Internal performance drivers are those behavioral preferences that guide our thinking, such as the one this blog started with – the choice we make between either being certain of our opinion at the offest of a conversation or situation thus avoiding having to think about alternatives (does dogmatic come to mind?) — and being open and reflective regarding other’s points of view.
At an extreme, being open and reflective could be considered wishy-washy, undecisive. If your boss is undecisive you want to be the LAST person in line with your idea because ALL ideas seem like good ideas.
When it comes to fulfilling your dreams, though, or being really successful in fulfilling your potential, your chances of success in the WHAT (tangible) realm are cdreamsompletely impacted from the WHY (intangible) realm of behavioral preferences. It is really, really hard work to confront the intangible access to your potential or fulfill your dreams. Think about it! How many times have you seen the opportunity, the brass ring, reached for it and missed? I know I have! And I’m not afraid of those dark corners of my being, yet the answers are elusive.
The funny thing is that the more we avoid addressing those scary, confusing behavioral preferences the more they dominate our results! It is paradoxical, and in fact our core behavioral preferences are paradoxical. Twelve of them are measured by the Harrison Assessment including opinions. It is from there I drew my statistics. While I work with these paradoxes in team building and individual executive development inside organizations, they impact our lives EVERYWHERE.

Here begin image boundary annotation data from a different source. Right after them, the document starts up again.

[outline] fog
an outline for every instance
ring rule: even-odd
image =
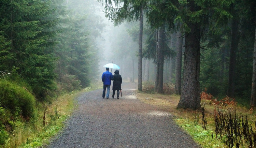
[[[70,3],[71,1],[67,2]],[[94,65],[95,69],[92,70],[98,72],[98,76],[94,77],[97,78],[96,80],[100,80],[102,73],[106,71],[103,66],[113,63],[120,67],[119,74],[124,81],[137,82],[139,45],[136,36],[138,36],[139,22],[124,21],[114,27],[114,23],[105,17],[104,7],[97,0],[76,0],[72,1],[72,5],[68,5],[71,10],[86,16],[85,27],[95,42],[93,45],[95,46],[95,51],[98,52],[96,58],[99,60],[98,64]],[[129,30],[135,33],[131,35],[128,33]],[[143,59],[143,79],[145,61]],[[150,64],[150,69],[155,69],[152,61],[151,60]],[[110,71],[114,74],[115,70],[110,68]],[[150,71],[150,80],[154,80],[155,71]]]

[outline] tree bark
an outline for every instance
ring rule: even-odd
[[[234,97],[235,69],[237,50],[238,46],[238,21],[236,18],[232,20],[231,29],[231,43],[229,58],[229,68],[228,72],[228,85],[227,95]]]
[[[176,50],[176,32],[172,33],[171,34],[171,44],[170,46],[172,49],[174,50]],[[175,61],[174,58],[170,58],[170,66],[169,67],[169,72],[170,75],[169,78],[169,82],[172,82],[172,80],[173,78],[173,74],[175,71]]]
[[[200,26],[196,23],[187,24],[190,31],[185,34],[183,83],[177,108],[197,109],[201,108]]]
[[[253,52],[253,78],[252,81],[252,93],[251,95],[251,105],[256,106],[256,25],[254,37],[254,49]]]
[[[163,93],[163,62],[164,57],[163,48],[164,47],[165,41],[165,28],[163,26],[161,27],[159,29],[158,32],[158,77],[157,77],[158,79],[158,86],[157,87],[157,92],[159,93]]]
[[[149,77],[149,67],[150,60],[147,59],[145,61],[145,70],[144,71],[144,79],[143,81],[148,82]]]
[[[181,24],[180,24],[181,26]],[[181,65],[182,59],[182,30],[179,30],[177,33],[177,55],[176,55],[176,72],[175,74],[175,93],[181,93]]]
[[[157,91],[158,87],[158,77],[159,76],[159,66],[158,65],[158,30],[156,29],[156,80],[155,83],[155,90]]]
[[[140,16],[140,33],[139,36],[138,58],[138,90],[142,91],[142,35],[143,33],[143,5],[141,6]]]

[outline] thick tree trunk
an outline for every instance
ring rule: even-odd
[[[200,27],[188,24],[190,32],[186,33],[183,83],[177,108],[196,109],[201,108],[200,71]]]
[[[181,24],[180,24],[180,26],[181,25]],[[181,94],[181,65],[183,41],[182,30],[180,30],[177,33],[177,55],[175,74],[175,93],[177,94]]]
[[[165,41],[165,28],[162,26],[159,29],[158,32],[158,86],[157,87],[157,92],[159,93],[163,93],[163,48],[164,47]]]
[[[238,46],[238,22],[234,18],[232,21],[231,29],[231,43],[229,58],[229,68],[228,72],[228,85],[227,95],[234,97],[235,77],[236,76],[236,59]]]
[[[221,57],[221,62],[220,62],[219,73],[219,82],[222,83],[223,81],[223,76],[224,75],[224,64],[225,63],[225,54],[224,53],[224,48],[221,48],[219,53]]]
[[[256,25],[254,37],[254,50],[253,52],[253,78],[252,81],[252,93],[251,95],[251,105],[256,107]]]
[[[149,78],[149,66],[150,60],[146,60],[145,61],[144,79],[143,81],[148,82]]]
[[[159,76],[159,69],[158,65],[158,30],[156,29],[156,80],[155,83],[155,90],[157,91],[158,87],[158,77]]]
[[[138,90],[142,91],[142,35],[143,34],[143,6],[141,6],[140,16],[140,33],[139,35],[138,62]]]

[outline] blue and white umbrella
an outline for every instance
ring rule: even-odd
[[[107,64],[103,67],[108,67],[109,68],[113,68],[113,69],[120,69],[120,68],[116,64],[113,64],[113,63],[109,63]]]

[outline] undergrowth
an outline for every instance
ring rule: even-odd
[[[154,92],[153,84],[144,84],[143,92]],[[241,105],[234,98],[226,96],[221,99],[215,98],[207,91],[205,89],[201,93],[200,109],[177,110],[175,107],[171,108],[175,105],[170,106],[178,124],[203,147],[256,147],[254,108],[248,109]],[[160,101],[168,100],[168,96],[161,97]],[[156,104],[154,101],[159,100],[151,98],[152,102],[148,103]],[[177,105],[179,99],[170,101]]]

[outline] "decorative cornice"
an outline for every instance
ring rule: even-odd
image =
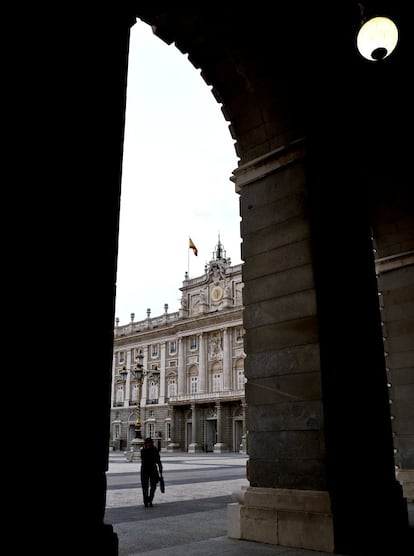
[[[236,192],[240,193],[245,185],[278,172],[304,156],[305,139],[300,138],[239,166],[231,177],[236,185]]]
[[[376,259],[375,269],[377,274],[384,274],[396,268],[402,268],[414,264],[414,251],[406,251],[405,253],[398,253],[391,257],[382,257]]]

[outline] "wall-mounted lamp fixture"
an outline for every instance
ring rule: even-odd
[[[361,56],[377,62],[387,58],[398,43],[398,29],[388,17],[364,16],[364,7],[360,4],[362,25],[357,34],[357,48]]]

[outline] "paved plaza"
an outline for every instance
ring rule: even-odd
[[[119,539],[119,556],[312,556],[325,553],[227,537],[227,504],[246,479],[244,454],[161,452],[165,493],[145,508],[139,463],[111,452],[106,522]]]
[[[119,556],[327,556],[227,536],[227,505],[248,486],[244,454],[161,452],[161,460],[165,493],[157,489],[145,508],[139,462],[110,452],[105,521],[118,535]],[[413,510],[409,504],[411,526]]]

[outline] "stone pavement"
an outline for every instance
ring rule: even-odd
[[[105,521],[118,535],[119,556],[327,556],[227,536],[227,504],[248,485],[245,455],[162,452],[161,459],[165,493],[157,489],[154,507],[145,508],[139,463],[110,453]]]

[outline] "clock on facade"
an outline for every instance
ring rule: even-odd
[[[223,297],[223,288],[221,286],[214,286],[211,290],[211,299],[212,301],[220,301]]]

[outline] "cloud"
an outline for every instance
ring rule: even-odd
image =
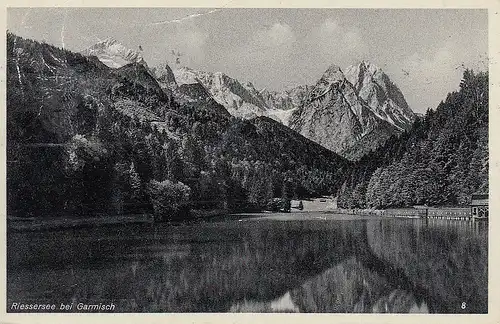
[[[254,46],[282,46],[295,42],[296,37],[288,24],[275,23],[269,28],[257,31],[251,45]]]
[[[346,57],[363,59],[368,52],[358,28],[341,25],[333,18],[327,18],[313,29],[312,40],[322,55],[333,56],[338,60]]]
[[[481,53],[471,57],[452,43],[428,53],[413,53],[392,65],[391,77],[417,112],[436,108],[446,95],[458,89],[465,68],[484,70]]]

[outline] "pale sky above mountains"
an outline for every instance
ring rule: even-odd
[[[331,64],[368,60],[415,112],[458,88],[463,67],[487,69],[486,10],[466,9],[8,9],[22,37],[82,51],[112,37],[168,61],[221,71],[257,88],[314,84]]]

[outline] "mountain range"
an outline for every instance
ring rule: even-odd
[[[100,42],[83,54],[95,55],[112,68],[130,63],[147,67],[139,52],[127,50],[115,40]],[[172,69],[168,64],[152,68],[151,74],[167,91],[198,88],[199,98],[211,97],[232,116],[272,118],[351,160],[408,130],[416,119],[399,88],[367,61],[344,71],[332,65],[315,85],[280,92],[257,89],[251,82],[240,82],[222,72]]]
[[[201,82],[109,43],[101,61],[8,33],[9,215],[184,217],[340,188],[348,160],[266,116],[234,117]],[[109,60],[120,53],[135,61]]]

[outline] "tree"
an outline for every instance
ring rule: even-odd
[[[151,180],[147,186],[155,217],[159,220],[181,219],[187,216],[187,201],[191,189],[182,182]]]

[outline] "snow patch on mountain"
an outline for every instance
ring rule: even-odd
[[[82,51],[86,56],[97,56],[99,61],[110,68],[120,68],[130,63],[147,67],[146,61],[138,51],[126,48],[113,38],[108,38]]]

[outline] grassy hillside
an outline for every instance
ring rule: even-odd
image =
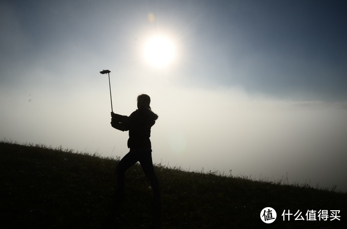
[[[118,161],[62,149],[0,143],[0,228],[99,228],[114,203]],[[187,172],[157,166],[162,227],[346,228],[347,194]],[[150,228],[152,192],[140,166],[126,174],[127,198],[116,225]],[[271,224],[264,208],[277,212]],[[284,210],[305,220],[283,221]],[[340,210],[340,220],[306,220],[308,210]],[[330,214],[330,212],[329,212]],[[117,225],[117,227],[116,226]]]

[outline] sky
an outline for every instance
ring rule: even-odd
[[[122,157],[109,69],[115,112],[151,97],[154,163],[346,191],[346,13],[344,1],[2,0],[0,138]],[[175,52],[165,67],[144,57],[155,34]]]

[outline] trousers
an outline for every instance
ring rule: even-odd
[[[118,192],[125,193],[125,172],[138,161],[140,162],[145,176],[151,183],[154,200],[160,201],[159,184],[154,172],[151,149],[131,149],[120,160],[116,168]]]

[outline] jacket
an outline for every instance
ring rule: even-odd
[[[140,108],[129,117],[111,113],[111,125],[122,131],[129,131],[128,148],[151,148],[151,128],[155,124],[158,116],[149,109]]]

My suggestion is to ask your friends, your collaborators, your fellow workers, your enemies. “In your opinion (and it is only their opinion), how balanced am I between being certain of my opinions and being open and reflecting on what you have to say?”
Your WHAT could get better if you put more attention on your WHY, starting with your relationship to your opinions of the world outside of yourself. Start asking those deeper, harder to answer questions, see if you get my drift. See if you can become aware of the impact on relationships of your preferences in these intangible realms. Bring that background to the foreground, and ask the deeper questions of yourself.